The Portuguese were not convinced that Tsafendas was telling the truth, and he was imprisoned.

After three months in custody, Tsafendas claimed that he was in fact a missionary, Saint Peter.

He was taken to a hospital, where he convinced the Portuguese doctors that he really believed he was Christ's foremost apostle and was therefore considered to be insane.

He was released from prison custody and soon afterwards released from the hospital.

1965

In 1965, Tsafendas returned to South Africa.

Shortly before the assassination, he applied for reclassification from "White" to "Coloured" but his application was turned down.

1966

On 6 September 1966, while working as a parliamentary messenger, Tsafendas stabbed Verwoerd — commonly regarded as the architect of apartheid — to death during a sitting of the House of Assembly in Cape Town.

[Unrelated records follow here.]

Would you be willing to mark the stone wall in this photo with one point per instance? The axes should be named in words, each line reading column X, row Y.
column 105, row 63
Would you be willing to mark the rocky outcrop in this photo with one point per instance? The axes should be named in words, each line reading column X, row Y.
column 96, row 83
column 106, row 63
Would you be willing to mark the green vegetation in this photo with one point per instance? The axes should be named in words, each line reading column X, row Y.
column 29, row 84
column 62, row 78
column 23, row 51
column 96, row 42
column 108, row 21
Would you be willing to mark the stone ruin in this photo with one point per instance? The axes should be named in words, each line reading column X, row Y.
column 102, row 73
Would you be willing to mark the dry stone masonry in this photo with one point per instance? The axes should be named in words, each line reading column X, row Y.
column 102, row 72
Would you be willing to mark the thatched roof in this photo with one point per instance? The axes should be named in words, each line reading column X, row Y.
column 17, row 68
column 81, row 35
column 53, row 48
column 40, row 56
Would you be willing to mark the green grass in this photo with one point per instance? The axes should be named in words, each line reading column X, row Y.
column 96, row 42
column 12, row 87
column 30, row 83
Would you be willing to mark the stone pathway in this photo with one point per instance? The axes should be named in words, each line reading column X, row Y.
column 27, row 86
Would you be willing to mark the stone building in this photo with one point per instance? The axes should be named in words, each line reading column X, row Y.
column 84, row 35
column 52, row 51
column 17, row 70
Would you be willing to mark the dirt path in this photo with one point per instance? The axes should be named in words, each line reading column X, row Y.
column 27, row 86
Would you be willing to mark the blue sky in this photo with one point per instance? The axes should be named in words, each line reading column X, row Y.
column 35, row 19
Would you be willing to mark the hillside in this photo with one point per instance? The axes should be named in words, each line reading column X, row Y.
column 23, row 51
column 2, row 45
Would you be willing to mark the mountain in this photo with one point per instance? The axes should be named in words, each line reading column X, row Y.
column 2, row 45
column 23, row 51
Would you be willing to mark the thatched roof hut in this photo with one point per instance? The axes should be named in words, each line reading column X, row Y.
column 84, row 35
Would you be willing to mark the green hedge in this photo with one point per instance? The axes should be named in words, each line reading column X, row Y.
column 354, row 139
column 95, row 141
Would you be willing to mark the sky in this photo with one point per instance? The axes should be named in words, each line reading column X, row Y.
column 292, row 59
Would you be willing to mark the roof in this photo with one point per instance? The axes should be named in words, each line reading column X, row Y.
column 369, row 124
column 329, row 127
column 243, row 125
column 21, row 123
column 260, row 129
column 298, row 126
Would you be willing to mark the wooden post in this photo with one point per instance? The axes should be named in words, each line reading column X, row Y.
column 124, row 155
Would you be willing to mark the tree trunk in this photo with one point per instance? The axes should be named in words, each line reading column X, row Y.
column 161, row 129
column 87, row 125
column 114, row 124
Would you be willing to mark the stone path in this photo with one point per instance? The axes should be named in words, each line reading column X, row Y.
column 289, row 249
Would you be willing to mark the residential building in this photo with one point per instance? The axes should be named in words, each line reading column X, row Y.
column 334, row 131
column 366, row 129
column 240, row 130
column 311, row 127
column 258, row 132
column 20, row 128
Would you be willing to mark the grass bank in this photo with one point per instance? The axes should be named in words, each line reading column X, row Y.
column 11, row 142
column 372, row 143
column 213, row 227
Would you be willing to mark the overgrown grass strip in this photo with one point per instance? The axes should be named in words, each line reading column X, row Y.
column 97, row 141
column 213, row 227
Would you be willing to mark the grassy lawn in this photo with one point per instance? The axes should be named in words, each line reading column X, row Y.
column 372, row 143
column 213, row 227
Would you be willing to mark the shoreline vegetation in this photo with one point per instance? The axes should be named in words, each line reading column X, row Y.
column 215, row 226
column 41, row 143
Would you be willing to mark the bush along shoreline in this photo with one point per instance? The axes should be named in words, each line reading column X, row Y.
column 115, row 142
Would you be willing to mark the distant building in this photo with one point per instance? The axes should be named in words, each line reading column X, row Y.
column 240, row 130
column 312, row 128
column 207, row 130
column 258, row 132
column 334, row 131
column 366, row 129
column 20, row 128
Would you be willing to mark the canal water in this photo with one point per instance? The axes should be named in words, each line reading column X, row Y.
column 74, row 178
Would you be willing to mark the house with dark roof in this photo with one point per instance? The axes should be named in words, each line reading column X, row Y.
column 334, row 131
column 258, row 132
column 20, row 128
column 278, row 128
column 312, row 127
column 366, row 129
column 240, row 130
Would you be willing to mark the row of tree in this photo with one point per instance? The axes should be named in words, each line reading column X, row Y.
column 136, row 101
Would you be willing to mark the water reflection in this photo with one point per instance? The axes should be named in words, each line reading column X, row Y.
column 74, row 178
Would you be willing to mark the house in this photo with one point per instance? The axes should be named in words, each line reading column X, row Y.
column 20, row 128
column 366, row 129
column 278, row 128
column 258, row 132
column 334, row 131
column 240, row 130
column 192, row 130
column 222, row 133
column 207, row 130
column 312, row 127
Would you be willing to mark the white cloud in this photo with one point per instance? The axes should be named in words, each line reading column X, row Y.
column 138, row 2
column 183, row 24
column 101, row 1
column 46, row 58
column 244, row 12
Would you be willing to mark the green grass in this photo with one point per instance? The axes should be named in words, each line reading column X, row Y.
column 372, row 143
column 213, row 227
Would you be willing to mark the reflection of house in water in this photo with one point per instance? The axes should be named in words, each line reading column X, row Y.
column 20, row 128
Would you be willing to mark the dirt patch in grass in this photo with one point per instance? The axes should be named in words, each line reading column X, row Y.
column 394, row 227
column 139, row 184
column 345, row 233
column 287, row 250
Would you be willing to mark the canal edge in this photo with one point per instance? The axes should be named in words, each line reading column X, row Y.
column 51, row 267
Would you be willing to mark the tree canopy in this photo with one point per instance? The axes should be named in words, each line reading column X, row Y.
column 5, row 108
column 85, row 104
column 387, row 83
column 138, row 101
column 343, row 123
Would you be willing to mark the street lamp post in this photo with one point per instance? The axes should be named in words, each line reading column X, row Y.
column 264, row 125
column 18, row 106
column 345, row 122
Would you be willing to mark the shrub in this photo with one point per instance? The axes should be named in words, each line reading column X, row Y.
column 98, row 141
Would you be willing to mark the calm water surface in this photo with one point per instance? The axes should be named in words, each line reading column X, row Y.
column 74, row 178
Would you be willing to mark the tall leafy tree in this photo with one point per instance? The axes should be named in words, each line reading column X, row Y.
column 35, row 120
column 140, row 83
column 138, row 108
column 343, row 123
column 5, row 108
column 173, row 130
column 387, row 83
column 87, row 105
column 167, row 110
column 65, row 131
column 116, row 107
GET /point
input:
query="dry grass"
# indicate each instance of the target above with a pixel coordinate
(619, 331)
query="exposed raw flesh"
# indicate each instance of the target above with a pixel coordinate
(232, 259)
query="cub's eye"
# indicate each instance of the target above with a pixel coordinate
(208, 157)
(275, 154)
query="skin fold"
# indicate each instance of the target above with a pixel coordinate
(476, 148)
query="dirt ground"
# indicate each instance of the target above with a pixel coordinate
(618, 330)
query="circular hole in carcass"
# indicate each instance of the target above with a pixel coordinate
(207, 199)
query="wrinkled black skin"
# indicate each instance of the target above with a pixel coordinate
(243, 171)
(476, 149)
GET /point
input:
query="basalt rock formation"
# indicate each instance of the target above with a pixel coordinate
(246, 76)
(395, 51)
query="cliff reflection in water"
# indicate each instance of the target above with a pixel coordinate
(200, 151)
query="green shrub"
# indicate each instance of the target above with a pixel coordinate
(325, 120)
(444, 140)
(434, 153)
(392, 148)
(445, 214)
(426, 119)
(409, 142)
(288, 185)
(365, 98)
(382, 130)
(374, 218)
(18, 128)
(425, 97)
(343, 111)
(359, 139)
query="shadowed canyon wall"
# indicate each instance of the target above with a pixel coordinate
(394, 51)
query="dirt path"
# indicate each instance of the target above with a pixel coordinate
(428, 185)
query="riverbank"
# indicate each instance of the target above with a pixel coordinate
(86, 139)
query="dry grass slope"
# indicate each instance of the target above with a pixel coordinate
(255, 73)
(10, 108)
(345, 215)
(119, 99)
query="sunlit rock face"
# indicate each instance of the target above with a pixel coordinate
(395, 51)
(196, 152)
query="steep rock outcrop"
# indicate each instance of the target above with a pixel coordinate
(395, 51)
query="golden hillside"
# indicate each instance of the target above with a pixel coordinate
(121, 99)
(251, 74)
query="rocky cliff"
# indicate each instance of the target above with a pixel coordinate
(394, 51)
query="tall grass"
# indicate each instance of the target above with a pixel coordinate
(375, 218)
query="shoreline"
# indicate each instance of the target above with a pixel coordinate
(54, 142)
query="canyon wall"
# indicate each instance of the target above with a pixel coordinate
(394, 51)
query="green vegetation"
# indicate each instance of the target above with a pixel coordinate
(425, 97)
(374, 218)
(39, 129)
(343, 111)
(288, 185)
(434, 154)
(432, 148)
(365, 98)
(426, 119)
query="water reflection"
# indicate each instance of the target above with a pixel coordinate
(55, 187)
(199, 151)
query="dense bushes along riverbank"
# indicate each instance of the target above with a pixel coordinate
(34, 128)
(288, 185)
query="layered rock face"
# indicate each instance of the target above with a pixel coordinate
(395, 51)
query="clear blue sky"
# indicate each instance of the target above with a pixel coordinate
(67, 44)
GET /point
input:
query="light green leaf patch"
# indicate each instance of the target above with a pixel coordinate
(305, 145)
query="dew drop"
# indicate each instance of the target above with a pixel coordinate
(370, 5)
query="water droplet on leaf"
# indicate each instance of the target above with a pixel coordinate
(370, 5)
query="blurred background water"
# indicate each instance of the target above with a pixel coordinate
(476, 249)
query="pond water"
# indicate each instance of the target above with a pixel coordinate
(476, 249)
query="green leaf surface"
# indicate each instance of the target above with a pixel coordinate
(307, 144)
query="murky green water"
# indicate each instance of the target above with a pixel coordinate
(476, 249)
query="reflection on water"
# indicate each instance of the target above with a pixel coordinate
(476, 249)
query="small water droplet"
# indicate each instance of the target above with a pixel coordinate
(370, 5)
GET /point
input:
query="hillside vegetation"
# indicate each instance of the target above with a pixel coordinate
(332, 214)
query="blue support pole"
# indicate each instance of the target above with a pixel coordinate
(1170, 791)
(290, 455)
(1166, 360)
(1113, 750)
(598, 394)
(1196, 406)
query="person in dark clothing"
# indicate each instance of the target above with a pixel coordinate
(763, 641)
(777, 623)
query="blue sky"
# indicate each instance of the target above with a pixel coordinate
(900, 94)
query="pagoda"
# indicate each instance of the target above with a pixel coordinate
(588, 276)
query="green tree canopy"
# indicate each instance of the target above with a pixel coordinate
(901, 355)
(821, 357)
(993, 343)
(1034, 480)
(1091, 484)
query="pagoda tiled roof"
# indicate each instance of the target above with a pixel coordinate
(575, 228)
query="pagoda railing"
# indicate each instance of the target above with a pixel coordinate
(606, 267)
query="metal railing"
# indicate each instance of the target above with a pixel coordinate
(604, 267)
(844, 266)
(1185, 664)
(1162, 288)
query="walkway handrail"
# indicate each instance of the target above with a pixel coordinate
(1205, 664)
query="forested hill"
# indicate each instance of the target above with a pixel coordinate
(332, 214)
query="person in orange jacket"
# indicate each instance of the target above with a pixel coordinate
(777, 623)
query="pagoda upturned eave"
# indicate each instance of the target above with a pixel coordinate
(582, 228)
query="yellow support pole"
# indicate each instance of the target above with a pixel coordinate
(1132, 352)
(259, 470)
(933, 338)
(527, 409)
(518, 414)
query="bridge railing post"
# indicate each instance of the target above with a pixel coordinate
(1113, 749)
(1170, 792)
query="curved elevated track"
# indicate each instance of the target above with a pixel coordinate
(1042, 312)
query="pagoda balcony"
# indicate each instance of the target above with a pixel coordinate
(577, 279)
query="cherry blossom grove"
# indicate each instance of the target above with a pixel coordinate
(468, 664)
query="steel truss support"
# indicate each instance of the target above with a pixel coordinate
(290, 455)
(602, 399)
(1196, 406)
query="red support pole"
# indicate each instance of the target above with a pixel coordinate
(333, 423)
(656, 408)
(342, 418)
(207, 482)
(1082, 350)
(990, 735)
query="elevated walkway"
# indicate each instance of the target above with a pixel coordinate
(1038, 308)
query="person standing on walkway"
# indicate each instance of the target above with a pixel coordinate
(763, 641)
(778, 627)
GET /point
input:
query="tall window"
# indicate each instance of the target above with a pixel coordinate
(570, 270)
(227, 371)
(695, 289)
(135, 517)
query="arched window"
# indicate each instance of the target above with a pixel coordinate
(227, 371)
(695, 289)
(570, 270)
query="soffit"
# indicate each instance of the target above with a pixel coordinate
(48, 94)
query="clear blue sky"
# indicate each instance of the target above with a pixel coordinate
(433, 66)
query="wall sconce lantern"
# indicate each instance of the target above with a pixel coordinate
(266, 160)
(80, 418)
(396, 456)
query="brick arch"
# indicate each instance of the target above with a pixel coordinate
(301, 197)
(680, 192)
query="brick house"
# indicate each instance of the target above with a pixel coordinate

Tsafendas was born in Lourenço Marques (today's Maputo) in Mozambique, then a colony of Portugal.

His parents were Michalis Tsafandakis (Μιχάλης Τσαφαντάκης, also spelled Miguel Tsafandakis), a Greek marine engineer with anarchist leanings from Kitharida, a small village near Heraklion, Crete, and Amelia Williams, a Mozambican woman of mixed race.

He was sent to Egypt when he was three to live with his grandmother and his aunt.

In July 1966, at the age of 48, Tsafendas obtained a temporary position as a parliamentary messenger in the House of Assembly in Cape Town.